Unique Japanese Pickles For Tartar Sauce
The iconic crispy crunchy Japanese traditional pickles are pickled Daikon radish which is a favorite element of the cute side dish on rice/ tea time.
Japanese Daikon radish harvested in Japan is much much juicy, sweet, and delicious than one sold at Asian/US grocery stores, and TAKUAN has dried them pickled in rice bran and salt, it is a fermented food that has been attending as super healthy food.
It can give super chunky, sweet, and salty flavor and texture to the tartar sauce.
Fukujinzuke is also a popular Japanese pickle and is often served with curry and rice in Japan.
In the ingredients of fukujinzuke, vegetables including daikon radish, eggplant, lotus root, and cucumber are finely chopped, then pickled in a base that is flavored with soy sauce.
The taste is sweeter and has mild sourness, and is crunchy.
Fukujinzuke may be the least challenging Japanese pickle compared to other traditional pickles.
Umeboshi is known for traditional Japanese plum Pickled With Shiso Perilla and is extremely sour.
This sour taste chemically brings sweetness after taste and can give the tartar sauce a unique and refreshing taste that is more Japanese-like.
Kizami (Beni) Shoga
This pickled ginger is not the same thing as the sweet ginger called “Gari” you get at sushi places.
Kizami shoga, often called Beni Shoga is vibrant red julienned ginger root using the red plum vinegar, sour, tangy, and hot-gingery, but it gives refreshing and addictive flavor in your mouth, especially with Mayo.
How Long Does Tartar Sauce Keep?
To store this Japanese tartar sauce, keep it covered and chilled in the refrigerator.
It should be consumed within 2-3 days since it contains yogurt, fresh minced onions, and boiled eggs.
Japanese-Style Incredibly Filling Tartar Sauce
- 1/2 cup Japanese Mayo
- ¼ cup Greek yogurt/ Sour cream
- 2 Boiled eggs, chopped
- ¼ Onions, chopped
- 1 tbsp French Whole Grain Old Fashioned Mustard
- 1 TSP Maple syrup
- Your favorite pickles Or Pickled jalapenos, minced
- salt and pepper
- Japanese ginger pickles *optional
- Finely minced Italian Parsley *optional
- Soak chopped onion in water for 10 minutes to get rid of the sharp flavor if desired.
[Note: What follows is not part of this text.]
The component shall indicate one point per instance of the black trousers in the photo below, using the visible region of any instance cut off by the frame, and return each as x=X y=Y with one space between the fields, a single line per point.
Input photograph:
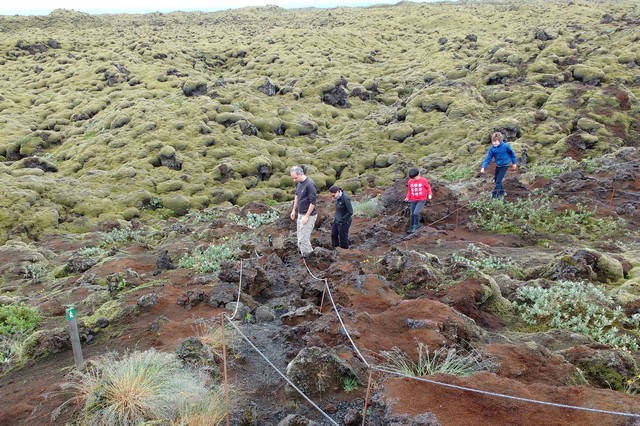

Drain them and pat them on a kitchen towel and squeeze the excess water out.
- In a large bowl, add mayonnaise, yogurt, and the remaining ingredients. Combine well.
- Adjust the flavor to add salt and pepper to taste.
- Refrigerate until needed.
- Better if set for 20-30 minutes.
- To store tartar sauce, keep it covered and chilled in the refrigerator. It should be consumed within 2-3 days.